La Russie s’impose comme le principal médiateur

Poutine finalement apparaît comme le maître des horloges dans ce conflit. « La Russie n’a jamais souhaité mener une guerre au Haut-Karabakh pour compenser les propres faux pas d’Erevan (aux yeux de Moscou). La Russie avait aussi ses propres raisons de maintenir de bons liens avec l’Azerbaïdjan. Elle ne souhaitait pas non plus ruiner sa relation très compliquée avec la Turquie qui compte énormément dans son jeu diplomatique au Moyen-Orient et en Afrique du Nord. Néanmoins, Ankara n’obtient pas de rôle formel », analyse Alexander Gabuev, du centre Carnegie.

Pour Bakou, cet accord qui marque sa victoire militaire (avec le soutien de la Turquie et des armements israéliens) constitue une revanche après les concessions territoriales subies par les Azéris, au terme de la première guerre 1991-1994. Le président Aliev, s’est d’ailleurs félicité d’une « capitulation » de l’Arménie. « Nous avons forcé [le premier ministre arménien] à signer le document, cela revient à une capitulation », a-t-il déclaré à la télévision. De son côté, la Turquie a salué les « gains importants » de l’Azerbaïdjan au Haut-Karabakh. Le président français, Emmanuel Macron a demandé de travailler à un « règlement politique durable » qui « préserve les intérêts de l’Arménie » et réclamé « fermement à la Turquie de mettre fin à ses provocations » dans ce conflit.

L’Arménie plonge dans une crise politique

Avant l’annonce de l’accord dans la nuit de lundi à mardi, la journée avait été marquée aussi par un hélicoptère Mi-24 de l’armée russe abattu par erreur par l’Azerbaïdjan au-dessus de l’Arménie. La partie azerbaïdjanaise s’est excusée pour « cet incident tragique ». Arnaud Dubien, directeur de l’Observatoire franco-russe, souligne que « n’ayant pu préserver le statu quo en vigueur depuis 1994, la Russie se sort très bien de la crise du Karabakh — à court terme en tout cas » mais que « l’instabilité à Erevan et la montée en puissance de Bakou seront des dossiers à gérer ». À ses yeux, cette crise va conduire au « renforcement probable du dialogue avec Téhéran », pays frontalier.
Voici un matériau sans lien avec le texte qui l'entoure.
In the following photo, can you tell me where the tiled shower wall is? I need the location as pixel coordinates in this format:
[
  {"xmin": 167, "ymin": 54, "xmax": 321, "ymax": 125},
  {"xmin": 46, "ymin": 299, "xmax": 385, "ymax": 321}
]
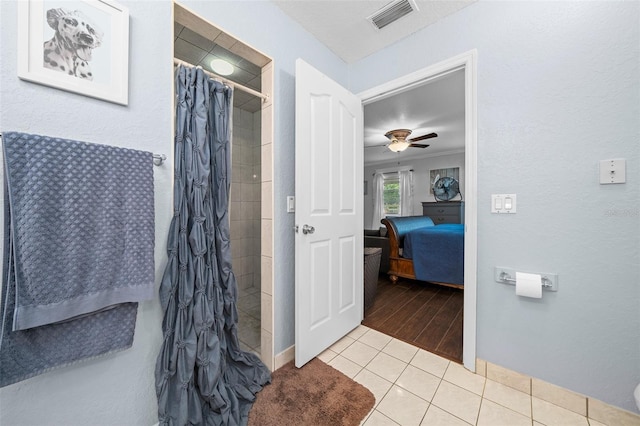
[{"xmin": 229, "ymin": 108, "xmax": 261, "ymax": 353}]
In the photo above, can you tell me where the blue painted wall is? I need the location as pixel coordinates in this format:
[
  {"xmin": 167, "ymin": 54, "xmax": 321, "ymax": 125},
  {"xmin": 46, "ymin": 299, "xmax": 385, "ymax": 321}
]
[
  {"xmin": 0, "ymin": 0, "xmax": 640, "ymax": 425},
  {"xmin": 350, "ymin": 2, "xmax": 640, "ymax": 412}
]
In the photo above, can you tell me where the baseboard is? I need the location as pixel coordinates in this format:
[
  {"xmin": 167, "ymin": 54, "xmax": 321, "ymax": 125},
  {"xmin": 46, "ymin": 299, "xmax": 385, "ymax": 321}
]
[{"xmin": 274, "ymin": 345, "xmax": 296, "ymax": 371}]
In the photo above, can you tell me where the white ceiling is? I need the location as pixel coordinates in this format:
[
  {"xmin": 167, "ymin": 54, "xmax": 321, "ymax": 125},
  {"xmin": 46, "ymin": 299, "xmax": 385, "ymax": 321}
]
[
  {"xmin": 272, "ymin": 0, "xmax": 476, "ymax": 64},
  {"xmin": 364, "ymin": 70, "xmax": 465, "ymax": 165},
  {"xmin": 272, "ymin": 0, "xmax": 475, "ymax": 165}
]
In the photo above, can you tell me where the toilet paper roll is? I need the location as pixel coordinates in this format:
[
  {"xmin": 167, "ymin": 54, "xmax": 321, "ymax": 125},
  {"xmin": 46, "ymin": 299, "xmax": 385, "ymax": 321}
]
[{"xmin": 516, "ymin": 272, "xmax": 542, "ymax": 299}]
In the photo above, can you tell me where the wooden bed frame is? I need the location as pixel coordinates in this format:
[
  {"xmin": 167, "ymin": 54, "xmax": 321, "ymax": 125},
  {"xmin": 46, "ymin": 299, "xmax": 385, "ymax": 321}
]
[{"xmin": 382, "ymin": 219, "xmax": 464, "ymax": 289}]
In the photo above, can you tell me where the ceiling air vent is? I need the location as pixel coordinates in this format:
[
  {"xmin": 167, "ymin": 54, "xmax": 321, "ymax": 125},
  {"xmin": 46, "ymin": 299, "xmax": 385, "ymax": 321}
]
[{"xmin": 367, "ymin": 0, "xmax": 418, "ymax": 30}]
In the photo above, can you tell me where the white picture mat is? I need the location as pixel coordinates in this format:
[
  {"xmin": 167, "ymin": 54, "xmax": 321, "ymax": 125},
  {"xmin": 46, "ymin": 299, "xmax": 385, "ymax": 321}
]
[{"xmin": 18, "ymin": 0, "xmax": 129, "ymax": 105}]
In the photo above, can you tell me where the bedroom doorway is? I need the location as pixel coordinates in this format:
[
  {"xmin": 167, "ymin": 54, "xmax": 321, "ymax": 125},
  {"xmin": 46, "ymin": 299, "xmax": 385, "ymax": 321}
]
[{"xmin": 359, "ymin": 50, "xmax": 477, "ymax": 371}]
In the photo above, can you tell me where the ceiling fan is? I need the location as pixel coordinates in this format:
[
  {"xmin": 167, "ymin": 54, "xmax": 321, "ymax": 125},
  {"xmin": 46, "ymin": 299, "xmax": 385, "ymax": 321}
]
[{"xmin": 367, "ymin": 129, "xmax": 438, "ymax": 152}]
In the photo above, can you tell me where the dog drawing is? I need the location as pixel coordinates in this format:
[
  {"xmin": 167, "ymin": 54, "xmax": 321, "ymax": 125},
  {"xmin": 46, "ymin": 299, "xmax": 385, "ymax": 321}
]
[{"xmin": 44, "ymin": 9, "xmax": 104, "ymax": 80}]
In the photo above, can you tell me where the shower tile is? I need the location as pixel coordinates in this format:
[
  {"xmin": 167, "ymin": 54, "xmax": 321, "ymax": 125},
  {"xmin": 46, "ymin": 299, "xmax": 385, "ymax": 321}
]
[
  {"xmin": 251, "ymin": 203, "xmax": 262, "ymax": 222},
  {"xmin": 240, "ymin": 183, "xmax": 253, "ymax": 201},
  {"xmin": 240, "ymin": 201, "xmax": 253, "ymax": 221}
]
Une crise politique s’ouvre en Arménie depuis la signature de cet accord. Dans la capitale, la situation est particulièrement tendue. Des milliers de personnes ont manifesté leur colère, encerclant les abords du siège du gouvernement à Erevan et qualifiant de « traître » le premier ministre. 17 partis, dont celui de l’ancien premier ministre Serge Sarkissian, chassé du pouvoir en 2018 par Nikol Pachinian avec l’aide de la rue, ont exigé sa démission. Des centaines de protestataires ont pénétré dans les locaux et ont pris d’assaut également le siège du Parlement. Mardi matin, la police avait repris les deux bâtiments.
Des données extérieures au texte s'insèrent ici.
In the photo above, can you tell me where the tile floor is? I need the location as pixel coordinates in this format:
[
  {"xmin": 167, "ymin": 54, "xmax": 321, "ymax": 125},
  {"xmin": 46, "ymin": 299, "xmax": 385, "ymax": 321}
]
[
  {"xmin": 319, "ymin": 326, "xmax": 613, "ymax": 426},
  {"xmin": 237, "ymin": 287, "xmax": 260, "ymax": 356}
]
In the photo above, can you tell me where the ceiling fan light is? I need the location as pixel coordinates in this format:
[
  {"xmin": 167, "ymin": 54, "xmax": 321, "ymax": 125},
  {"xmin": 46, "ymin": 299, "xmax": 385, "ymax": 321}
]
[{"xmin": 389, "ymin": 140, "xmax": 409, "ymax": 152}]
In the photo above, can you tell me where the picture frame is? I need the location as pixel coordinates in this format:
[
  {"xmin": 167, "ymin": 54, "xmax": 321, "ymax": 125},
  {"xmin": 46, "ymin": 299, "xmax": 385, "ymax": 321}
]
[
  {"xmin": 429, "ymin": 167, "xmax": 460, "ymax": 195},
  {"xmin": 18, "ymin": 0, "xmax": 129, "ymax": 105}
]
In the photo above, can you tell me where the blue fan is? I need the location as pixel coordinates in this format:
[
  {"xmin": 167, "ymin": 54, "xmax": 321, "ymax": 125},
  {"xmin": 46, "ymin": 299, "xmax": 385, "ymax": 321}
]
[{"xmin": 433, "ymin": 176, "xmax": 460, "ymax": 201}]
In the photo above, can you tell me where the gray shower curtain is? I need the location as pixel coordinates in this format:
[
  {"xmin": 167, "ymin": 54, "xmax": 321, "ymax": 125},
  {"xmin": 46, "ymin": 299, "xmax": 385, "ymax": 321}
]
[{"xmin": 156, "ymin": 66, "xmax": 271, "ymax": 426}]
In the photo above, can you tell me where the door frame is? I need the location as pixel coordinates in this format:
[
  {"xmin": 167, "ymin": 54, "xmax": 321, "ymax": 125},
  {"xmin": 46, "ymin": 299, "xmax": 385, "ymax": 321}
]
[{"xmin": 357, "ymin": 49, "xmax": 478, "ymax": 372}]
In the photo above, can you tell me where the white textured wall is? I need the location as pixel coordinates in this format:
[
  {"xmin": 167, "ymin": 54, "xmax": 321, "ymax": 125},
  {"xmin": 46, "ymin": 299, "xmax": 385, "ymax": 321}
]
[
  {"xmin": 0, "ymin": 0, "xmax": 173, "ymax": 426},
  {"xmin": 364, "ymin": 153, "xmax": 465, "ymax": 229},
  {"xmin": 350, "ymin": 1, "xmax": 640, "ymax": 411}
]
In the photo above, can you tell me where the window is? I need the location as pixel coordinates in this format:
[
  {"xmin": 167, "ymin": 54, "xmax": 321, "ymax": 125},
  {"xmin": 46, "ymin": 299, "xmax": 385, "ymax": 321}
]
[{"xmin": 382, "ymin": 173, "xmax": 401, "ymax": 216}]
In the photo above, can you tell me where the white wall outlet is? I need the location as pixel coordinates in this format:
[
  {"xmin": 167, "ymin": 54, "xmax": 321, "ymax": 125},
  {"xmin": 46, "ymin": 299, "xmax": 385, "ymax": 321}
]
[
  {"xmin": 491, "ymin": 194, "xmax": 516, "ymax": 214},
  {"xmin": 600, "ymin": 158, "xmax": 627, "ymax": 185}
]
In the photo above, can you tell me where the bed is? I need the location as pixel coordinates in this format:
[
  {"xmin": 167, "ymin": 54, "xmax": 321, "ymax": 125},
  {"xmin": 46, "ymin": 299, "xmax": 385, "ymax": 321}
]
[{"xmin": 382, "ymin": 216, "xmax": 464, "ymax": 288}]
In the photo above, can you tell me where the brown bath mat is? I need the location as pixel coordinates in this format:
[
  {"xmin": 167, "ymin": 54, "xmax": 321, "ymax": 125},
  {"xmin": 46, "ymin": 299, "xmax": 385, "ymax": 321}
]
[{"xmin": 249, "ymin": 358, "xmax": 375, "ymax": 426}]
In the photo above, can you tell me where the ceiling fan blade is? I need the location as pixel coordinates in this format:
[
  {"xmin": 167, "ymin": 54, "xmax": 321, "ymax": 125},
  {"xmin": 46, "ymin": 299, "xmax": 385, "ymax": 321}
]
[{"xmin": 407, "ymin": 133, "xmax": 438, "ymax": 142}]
Concédant la défaite, le premier ministre arménien, Nikol Pachinian, a justifié sa position. « J’ai signé une déclaration avec les présidents de Russie et d’Azerbaïdjan sur la fin de la guerre au Karabakh », a-t-il déclaré, qualifiant cette initiative d’« incroyablement douloureuse pour moi et pour notre peuple ». Face à cette instabilité, le président Armen Sarkissian a proposé d’entamer des « consultations politiques pour trouver dès que possible une solution protégeant les intérêts nationaux » et « former en urgence » un gouvernement d’union nationale. Selon Arnaud Dubien, « le chef de l’état-major arménien Onik Gasparian, qui a rencontré ce matin des partis d’opposition, est vu à Moscou comme un successeur potentiel de Pachinian ». Pour éviter de se mettre à dos l’Arménie et sa population, Moscou devrait remettre rapidement à niveau l’armée arménienne et renforcer ses partenariats avec son allié.